Hodo joined the Village People after he was one of hundreds who responded to an ad, and in 1978 and was with the group during its most commercially successful era. He appeared with the group in the 1980 musical film Can't Stop the Music and the accompanying promotional television special Magic Night which also featured Cher and Hugh Hefner. He left the Village People in 1982, but returned to the group in 1987, remaining until 2013 when he retired. Hodo has also appeared on numerous television programs, including Married... with Children, The Love Boat and The Osbournes.

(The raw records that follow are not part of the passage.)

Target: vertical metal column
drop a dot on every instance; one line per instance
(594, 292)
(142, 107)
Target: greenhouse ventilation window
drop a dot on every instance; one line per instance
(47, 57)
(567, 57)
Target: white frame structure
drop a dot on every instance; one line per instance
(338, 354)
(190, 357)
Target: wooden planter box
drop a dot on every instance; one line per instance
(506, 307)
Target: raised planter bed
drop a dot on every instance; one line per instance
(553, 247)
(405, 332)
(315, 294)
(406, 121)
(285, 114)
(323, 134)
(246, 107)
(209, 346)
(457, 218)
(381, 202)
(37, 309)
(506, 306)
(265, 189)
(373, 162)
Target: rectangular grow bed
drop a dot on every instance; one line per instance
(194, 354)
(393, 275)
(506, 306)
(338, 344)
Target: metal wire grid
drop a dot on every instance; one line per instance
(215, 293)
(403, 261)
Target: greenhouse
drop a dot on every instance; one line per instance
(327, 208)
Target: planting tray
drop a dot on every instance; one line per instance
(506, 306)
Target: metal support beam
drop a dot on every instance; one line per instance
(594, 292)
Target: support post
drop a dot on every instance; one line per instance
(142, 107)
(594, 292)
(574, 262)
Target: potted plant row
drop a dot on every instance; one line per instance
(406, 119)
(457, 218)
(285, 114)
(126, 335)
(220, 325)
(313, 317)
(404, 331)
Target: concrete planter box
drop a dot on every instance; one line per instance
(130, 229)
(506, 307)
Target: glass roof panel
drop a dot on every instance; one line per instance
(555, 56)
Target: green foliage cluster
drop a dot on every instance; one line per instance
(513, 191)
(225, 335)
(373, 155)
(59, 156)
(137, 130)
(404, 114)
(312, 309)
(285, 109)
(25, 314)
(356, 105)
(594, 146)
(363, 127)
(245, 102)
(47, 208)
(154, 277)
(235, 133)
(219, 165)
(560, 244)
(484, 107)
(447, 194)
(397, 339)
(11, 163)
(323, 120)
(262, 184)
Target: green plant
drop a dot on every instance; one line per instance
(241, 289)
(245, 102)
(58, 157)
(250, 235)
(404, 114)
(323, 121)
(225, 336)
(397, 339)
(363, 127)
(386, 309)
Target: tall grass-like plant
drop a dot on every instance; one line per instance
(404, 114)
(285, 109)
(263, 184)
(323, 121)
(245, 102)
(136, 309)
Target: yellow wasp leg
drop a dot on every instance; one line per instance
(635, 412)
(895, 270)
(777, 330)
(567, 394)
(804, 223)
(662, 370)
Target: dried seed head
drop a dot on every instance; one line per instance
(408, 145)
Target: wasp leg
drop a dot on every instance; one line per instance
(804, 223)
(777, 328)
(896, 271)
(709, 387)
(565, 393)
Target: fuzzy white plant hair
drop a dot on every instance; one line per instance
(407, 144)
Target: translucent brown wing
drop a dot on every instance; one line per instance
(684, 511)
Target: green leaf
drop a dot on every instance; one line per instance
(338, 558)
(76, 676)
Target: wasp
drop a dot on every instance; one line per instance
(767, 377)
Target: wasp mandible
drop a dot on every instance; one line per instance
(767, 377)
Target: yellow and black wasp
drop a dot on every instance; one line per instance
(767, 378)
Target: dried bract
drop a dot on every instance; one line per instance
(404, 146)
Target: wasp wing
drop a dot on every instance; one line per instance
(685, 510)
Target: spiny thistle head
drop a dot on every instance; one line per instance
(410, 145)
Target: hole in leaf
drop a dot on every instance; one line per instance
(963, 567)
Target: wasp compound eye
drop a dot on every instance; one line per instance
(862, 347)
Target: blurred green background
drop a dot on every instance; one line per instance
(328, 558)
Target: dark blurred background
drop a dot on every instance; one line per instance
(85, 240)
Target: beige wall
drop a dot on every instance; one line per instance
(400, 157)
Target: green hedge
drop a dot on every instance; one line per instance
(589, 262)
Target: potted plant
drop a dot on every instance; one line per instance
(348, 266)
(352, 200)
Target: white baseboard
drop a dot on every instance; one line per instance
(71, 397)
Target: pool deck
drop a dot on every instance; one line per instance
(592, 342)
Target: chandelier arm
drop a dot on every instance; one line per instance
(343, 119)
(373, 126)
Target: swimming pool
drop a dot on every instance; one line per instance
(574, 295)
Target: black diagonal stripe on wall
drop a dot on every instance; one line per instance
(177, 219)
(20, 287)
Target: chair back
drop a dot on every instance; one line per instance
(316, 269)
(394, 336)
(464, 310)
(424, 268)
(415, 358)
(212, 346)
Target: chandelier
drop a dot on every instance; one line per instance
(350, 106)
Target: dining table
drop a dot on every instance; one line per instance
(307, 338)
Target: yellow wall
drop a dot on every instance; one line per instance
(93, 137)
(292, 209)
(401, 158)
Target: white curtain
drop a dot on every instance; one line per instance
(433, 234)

In 2002, he released a cover of "My Sweet Lord" (originally recorded by George Harrison). In 2008, he released an EP featuring the single "The Kids'll Be Fine", partially inspired by school shootings in the United States.

In 2024, original Village People cop Victor Willis said that the Village People's hit song "Y.M.C.A." was not a gay anthem and threatened lawsuits to any news source that claimed it was. Hodo responded on social media denouncing Willis' claims, which led to a response by Willis in which he claimed that Jacques Morali (co-writer of "Y.M.C.A.") "hated" Hodo and told him to go "back in your hole before I crush you again". Previously in 2020, Willis had posted to facebook a video of the group with Hodo singing lead vocals, saying that a "scene with David Hodo's terrible voice single handedly ended Village People in 1980", before writing that Hodo "thought he could take my place in Village People as lead singer, lol."